James Duflot’s widow, Cassie, approached them tentatively.

“Thank you for coming,” she said awkwardly. She looked tired.

“You don’t need—”

“You were kind to the children. You’ve given them a day to remember.” She smiled. “They’ve seen your picture on the news. I think I’ll put away that hologram, though.”

“Perhaps that’s best.” Bella hesitated. “I can’t tell you much about what James was working on. But I want you to know that your husband gave his life in the best of causes.”

Cassie nodded. “In a way I was prepared for this, you know.

People ask me how it feels to have your husband fly into space. I tell them, you should try staying on Earth.”

Bella forced a smile.

“To tell you the truth we were going through a difficult time.

We’re Earthbound, Doctor Fingal. James just went up to space to work, not to live. This is home. London. And I went into town every day to work at Thule.” Bella had done her research; Thule, Inc., was a big multinational eco-recovery agency. “We’d talked vaguely of separating for a bit.” Cassie laughed with faint bitterness. “Well, I’ll never know how that particular story would have turned out, will I?”

“I’m sorry—”

“You know what I miss? His mails. His softscreen calls. I didn’t have him, you see, but I had the mails. And so in a way I don’t miss him, but I miss the mails.” She looked sharply at Bella. “It was worth it, wasn’t it?”

Bella couldn’t bear to repeat the platitudes she knew were expected of her. “I’m new to this. But it’s my job to make sure it was.”

That wasn’t enough. Nothing ever could be. She was relieved when she was able to use the excuse of another appointment to get out of the pillboxlike house.

8: Euro-needle

For her appointment with Bob Paxton, Bella was driven to the Liv-ingstone Tower — or the “Euro-needle” as every Londoner still called it. The local administrative headquarters of the Eurasian Union, and sometime seat of the Union’s prime minister, it was a tower of airy offices with broad windows of toughened glass offer-ing superb views of London. During the sunstorm the Needle had been within the Dome’s shelter, and on its roof, which had interfaced with the Dome’s structure itself, was a small museum to those perilous days.

Paxton was waiting for her in a conference room on the forty-first floor. Pacing, he was drinking coffee in great gulps. He greeted Bella with a stiff military bow. “Chair Fingal.”

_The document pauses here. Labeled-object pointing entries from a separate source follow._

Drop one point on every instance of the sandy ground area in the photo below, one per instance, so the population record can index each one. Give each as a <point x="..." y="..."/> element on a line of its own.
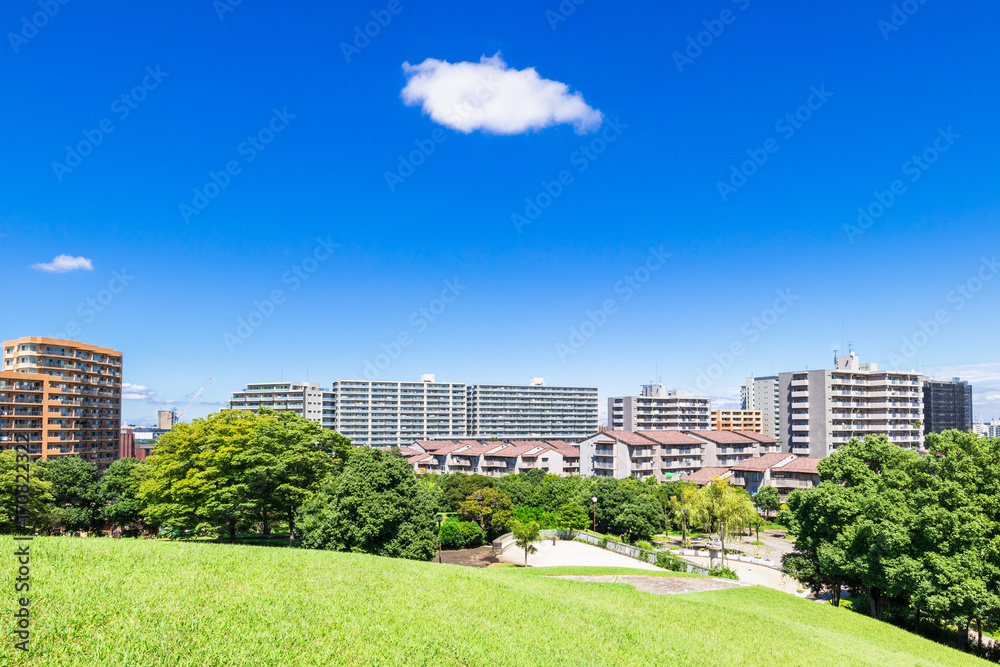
<point x="572" y="553"/>
<point x="662" y="585"/>
<point x="756" y="575"/>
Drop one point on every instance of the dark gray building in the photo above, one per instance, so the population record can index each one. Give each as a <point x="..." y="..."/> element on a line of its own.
<point x="947" y="405"/>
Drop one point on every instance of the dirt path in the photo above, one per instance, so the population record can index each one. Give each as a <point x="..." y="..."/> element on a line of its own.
<point x="572" y="553"/>
<point x="662" y="585"/>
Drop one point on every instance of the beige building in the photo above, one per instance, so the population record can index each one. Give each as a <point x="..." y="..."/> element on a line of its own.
<point x="667" y="455"/>
<point x="785" y="472"/>
<point x="493" y="458"/>
<point x="738" y="420"/>
<point x="63" y="397"/>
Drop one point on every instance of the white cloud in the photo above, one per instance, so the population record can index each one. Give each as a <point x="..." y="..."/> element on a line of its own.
<point x="493" y="98"/>
<point x="65" y="264"/>
<point x="137" y="392"/>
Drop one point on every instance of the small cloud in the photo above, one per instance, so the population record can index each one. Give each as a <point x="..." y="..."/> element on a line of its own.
<point x="493" y="98"/>
<point x="65" y="264"/>
<point x="137" y="392"/>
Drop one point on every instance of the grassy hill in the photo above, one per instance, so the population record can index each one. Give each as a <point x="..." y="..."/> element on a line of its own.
<point x="127" y="602"/>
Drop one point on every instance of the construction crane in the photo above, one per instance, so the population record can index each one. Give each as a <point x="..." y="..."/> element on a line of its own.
<point x="193" y="398"/>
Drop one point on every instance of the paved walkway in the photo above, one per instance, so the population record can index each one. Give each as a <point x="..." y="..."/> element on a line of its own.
<point x="572" y="553"/>
<point x="662" y="585"/>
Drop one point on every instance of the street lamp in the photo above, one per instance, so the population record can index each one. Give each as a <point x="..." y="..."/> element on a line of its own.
<point x="440" y="518"/>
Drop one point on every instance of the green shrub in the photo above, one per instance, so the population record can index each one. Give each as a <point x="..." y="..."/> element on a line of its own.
<point x="670" y="561"/>
<point x="457" y="534"/>
<point x="724" y="572"/>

“Thanks for coming all the way to London to meet me—”

He waved that away. “I had other business here. We need to talk.”

She took a seat. Still shaken by her encounter with the Duflots, she felt this was turning into a very long day.

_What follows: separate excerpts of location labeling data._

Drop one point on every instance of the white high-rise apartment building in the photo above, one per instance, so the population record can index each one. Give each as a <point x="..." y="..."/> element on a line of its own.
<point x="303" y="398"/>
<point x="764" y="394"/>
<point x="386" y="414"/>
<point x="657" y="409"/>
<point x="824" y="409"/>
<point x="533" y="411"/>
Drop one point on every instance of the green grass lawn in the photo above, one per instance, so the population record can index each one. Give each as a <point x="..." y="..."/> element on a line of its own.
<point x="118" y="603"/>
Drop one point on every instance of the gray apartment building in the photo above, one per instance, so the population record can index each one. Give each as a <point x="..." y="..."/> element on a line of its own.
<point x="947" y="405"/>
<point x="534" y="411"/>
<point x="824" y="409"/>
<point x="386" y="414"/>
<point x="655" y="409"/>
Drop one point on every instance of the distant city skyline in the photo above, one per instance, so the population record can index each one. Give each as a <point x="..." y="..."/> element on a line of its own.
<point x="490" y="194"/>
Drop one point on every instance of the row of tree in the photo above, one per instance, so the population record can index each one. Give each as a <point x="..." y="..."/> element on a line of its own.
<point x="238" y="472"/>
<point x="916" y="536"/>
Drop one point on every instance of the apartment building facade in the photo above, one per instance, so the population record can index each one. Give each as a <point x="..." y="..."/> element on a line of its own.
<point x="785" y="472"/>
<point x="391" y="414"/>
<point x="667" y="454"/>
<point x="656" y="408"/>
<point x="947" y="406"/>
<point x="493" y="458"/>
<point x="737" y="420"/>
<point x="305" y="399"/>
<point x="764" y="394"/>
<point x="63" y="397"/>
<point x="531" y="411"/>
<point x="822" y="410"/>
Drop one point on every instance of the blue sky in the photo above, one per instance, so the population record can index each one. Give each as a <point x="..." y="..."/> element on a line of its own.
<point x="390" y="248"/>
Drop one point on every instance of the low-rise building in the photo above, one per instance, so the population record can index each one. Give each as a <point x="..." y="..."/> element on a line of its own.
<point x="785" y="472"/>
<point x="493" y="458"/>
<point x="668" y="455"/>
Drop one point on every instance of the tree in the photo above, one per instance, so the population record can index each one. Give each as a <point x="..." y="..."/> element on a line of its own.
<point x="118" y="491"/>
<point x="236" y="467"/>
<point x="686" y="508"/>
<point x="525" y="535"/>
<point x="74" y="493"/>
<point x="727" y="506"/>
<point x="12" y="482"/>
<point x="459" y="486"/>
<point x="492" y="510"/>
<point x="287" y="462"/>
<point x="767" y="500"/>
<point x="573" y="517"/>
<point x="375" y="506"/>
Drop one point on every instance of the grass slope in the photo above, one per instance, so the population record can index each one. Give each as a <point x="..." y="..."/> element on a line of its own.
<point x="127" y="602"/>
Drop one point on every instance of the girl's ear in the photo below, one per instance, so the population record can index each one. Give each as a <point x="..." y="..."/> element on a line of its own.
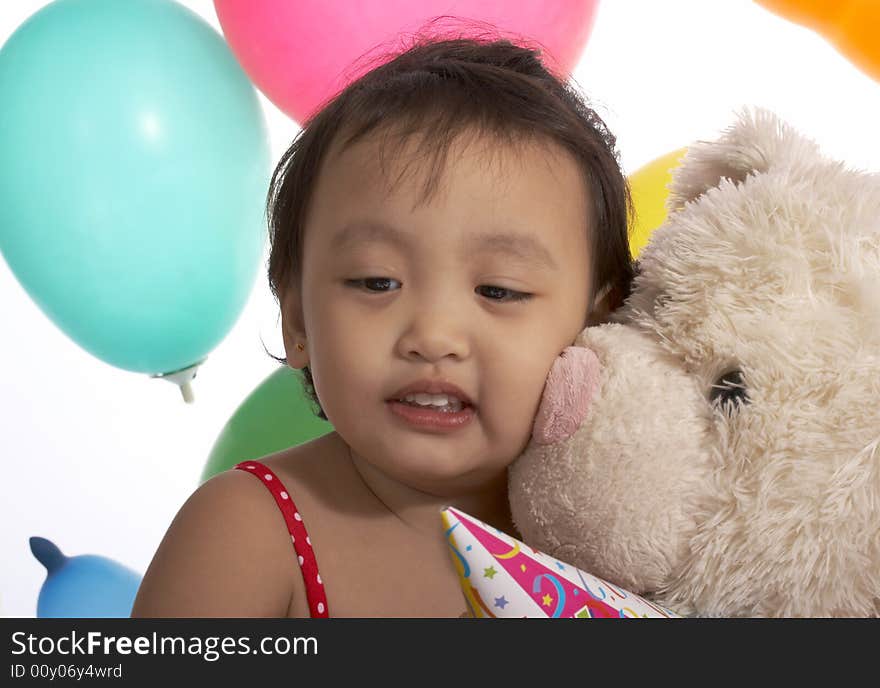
<point x="293" y="328"/>
<point x="606" y="302"/>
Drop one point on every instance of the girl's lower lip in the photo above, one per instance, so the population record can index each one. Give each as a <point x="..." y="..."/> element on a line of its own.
<point x="429" y="419"/>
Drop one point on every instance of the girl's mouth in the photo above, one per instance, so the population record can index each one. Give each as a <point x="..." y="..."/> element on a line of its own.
<point x="448" y="417"/>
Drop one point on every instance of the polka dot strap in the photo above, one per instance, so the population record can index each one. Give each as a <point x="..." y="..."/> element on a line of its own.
<point x="315" y="594"/>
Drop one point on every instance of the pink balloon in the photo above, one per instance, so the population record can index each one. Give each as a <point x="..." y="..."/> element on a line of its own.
<point x="302" y="52"/>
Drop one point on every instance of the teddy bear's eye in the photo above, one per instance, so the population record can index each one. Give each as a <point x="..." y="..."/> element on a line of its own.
<point x="729" y="390"/>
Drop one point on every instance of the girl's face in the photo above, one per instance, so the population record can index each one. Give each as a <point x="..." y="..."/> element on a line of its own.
<point x="394" y="292"/>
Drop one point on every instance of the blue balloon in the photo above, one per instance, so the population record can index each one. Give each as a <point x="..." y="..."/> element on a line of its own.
<point x="85" y="586"/>
<point x="134" y="164"/>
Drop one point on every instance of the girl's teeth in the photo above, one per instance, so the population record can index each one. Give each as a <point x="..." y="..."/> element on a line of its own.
<point x="441" y="402"/>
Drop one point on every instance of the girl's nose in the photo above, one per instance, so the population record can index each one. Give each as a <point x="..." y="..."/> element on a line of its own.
<point x="433" y="335"/>
<point x="568" y="393"/>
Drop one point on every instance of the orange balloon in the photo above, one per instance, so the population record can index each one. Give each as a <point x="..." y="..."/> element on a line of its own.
<point x="852" y="26"/>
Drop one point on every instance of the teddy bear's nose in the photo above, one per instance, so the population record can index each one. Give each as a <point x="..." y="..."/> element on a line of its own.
<point x="570" y="386"/>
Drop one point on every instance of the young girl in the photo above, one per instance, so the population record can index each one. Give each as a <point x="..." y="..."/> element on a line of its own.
<point x="440" y="231"/>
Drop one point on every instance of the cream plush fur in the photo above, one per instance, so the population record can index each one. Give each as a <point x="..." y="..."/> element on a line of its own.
<point x="769" y="264"/>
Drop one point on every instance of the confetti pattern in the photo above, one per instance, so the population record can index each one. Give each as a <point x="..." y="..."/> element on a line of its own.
<point x="502" y="577"/>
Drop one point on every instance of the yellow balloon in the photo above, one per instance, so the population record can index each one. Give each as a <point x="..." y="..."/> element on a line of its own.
<point x="649" y="186"/>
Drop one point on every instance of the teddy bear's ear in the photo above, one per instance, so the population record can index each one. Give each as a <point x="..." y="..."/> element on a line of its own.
<point x="756" y="143"/>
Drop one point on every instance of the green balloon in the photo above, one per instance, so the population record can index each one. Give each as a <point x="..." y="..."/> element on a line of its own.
<point x="134" y="163"/>
<point x="275" y="416"/>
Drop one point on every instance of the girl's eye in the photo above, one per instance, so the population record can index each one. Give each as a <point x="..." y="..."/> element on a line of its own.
<point x="377" y="285"/>
<point x="502" y="294"/>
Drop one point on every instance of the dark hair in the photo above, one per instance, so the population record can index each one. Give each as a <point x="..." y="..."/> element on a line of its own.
<point x="448" y="87"/>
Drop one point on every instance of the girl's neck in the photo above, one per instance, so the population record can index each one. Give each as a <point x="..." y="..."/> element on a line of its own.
<point x="419" y="511"/>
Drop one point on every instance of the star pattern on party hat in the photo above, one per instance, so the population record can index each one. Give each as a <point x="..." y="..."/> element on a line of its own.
<point x="532" y="582"/>
<point x="556" y="596"/>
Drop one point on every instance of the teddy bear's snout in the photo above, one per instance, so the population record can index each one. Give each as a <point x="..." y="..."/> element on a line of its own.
<point x="568" y="392"/>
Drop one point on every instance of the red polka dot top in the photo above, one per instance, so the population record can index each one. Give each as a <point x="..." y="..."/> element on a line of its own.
<point x="308" y="565"/>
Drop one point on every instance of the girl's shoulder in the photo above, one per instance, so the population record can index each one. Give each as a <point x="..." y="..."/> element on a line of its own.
<point x="223" y="555"/>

Paxton didn’t sit. He seemed too restless for that. He poured Bella a coffee from a big jug in the corner of the room; he poured for Bella’s security people too, and they sat at the far end of the table.

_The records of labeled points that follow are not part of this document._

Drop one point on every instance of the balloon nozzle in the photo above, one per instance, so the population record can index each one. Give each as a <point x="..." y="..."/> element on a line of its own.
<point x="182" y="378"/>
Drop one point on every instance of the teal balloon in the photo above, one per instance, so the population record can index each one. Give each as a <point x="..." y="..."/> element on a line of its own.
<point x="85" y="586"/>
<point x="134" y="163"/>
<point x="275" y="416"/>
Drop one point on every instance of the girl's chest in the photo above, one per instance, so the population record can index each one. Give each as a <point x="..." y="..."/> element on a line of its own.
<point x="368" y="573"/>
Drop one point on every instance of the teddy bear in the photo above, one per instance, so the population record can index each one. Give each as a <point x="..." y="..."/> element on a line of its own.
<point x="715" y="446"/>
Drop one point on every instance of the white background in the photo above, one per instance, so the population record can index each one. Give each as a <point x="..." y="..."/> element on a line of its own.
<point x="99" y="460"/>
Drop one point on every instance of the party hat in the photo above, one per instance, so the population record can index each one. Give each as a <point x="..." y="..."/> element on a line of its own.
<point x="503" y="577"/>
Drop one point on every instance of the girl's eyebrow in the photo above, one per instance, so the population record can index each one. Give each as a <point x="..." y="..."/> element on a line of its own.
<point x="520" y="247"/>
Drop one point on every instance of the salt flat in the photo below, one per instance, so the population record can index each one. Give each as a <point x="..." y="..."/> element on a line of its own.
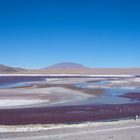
<point x="118" y="130"/>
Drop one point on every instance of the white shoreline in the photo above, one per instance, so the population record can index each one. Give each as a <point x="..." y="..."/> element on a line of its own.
<point x="41" y="127"/>
<point x="90" y="75"/>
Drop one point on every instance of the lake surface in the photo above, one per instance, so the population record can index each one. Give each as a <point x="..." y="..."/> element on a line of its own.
<point x="111" y="95"/>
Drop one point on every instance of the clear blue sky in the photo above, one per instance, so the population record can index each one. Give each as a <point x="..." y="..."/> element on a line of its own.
<point x="96" y="33"/>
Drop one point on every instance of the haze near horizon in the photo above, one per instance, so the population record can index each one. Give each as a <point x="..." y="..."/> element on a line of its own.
<point x="95" y="33"/>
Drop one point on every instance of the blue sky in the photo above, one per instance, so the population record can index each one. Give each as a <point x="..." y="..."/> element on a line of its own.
<point x="96" y="33"/>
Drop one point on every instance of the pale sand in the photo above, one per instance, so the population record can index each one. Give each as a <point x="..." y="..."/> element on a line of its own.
<point x="41" y="127"/>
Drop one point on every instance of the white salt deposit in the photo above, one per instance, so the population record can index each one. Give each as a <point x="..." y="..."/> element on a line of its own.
<point x="18" y="102"/>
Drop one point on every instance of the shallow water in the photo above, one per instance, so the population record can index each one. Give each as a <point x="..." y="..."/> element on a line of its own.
<point x="109" y="96"/>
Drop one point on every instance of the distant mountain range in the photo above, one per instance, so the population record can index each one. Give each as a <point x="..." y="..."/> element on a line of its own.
<point x="68" y="68"/>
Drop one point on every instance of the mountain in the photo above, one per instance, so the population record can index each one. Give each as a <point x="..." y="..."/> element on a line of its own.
<point x="8" y="69"/>
<point x="66" y="66"/>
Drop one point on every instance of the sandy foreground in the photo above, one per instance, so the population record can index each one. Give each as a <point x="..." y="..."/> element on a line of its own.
<point x="117" y="130"/>
<point x="48" y="110"/>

“Tell me what’s on your mind, Admiral.”

“I’ll tell you simply. The new sightings confirm it. We have a bogey.”

“A bogey?”

“An anomaly. Something sailing through our solar system that doesn’t belong there…”

Paxton was tall, wiry. He had the face of an astronaut, she thought, very pale, and pocked by the scars of radiation tumors. His cheek tattoo was a proud wet-navy emblem, and his hair was a drizzle of crew-cut gray.

He was in his seventies, she supposed. He had been around forty when he had led Aurora 1, the first manned mission to Mars, and had become the first person to set foot on that world — and then he had led his stranded crew through the greater trial of the sunstorm. Evidently he had taken the experience personally. Now a Rear Admiral in the new space navy, he had become a power in the paranoiac post-sunstorm years, and had thrown himself into efforts to counter the threat that had once stranded him on Mars.

Watching him pace, caffeine-pumped, his face set and urgent, Bella had an absurd impulse to ask him for his autograph. And then a second impulse to order him to retire. She filed that reflection away.

In his clipped Midwestern accent, he amplified the hints Edna had already given her. “We actually got three sightings of this thing.”

The first had been fortuitous.

Voyager 1, launched in 1977, having made mankind’s first re-connaissance of the outer planets, had sped on out of the solar system. By the fifth decade of a new century Voyager had traveled more than a hundred and fifty times Earth’s distance from the sun.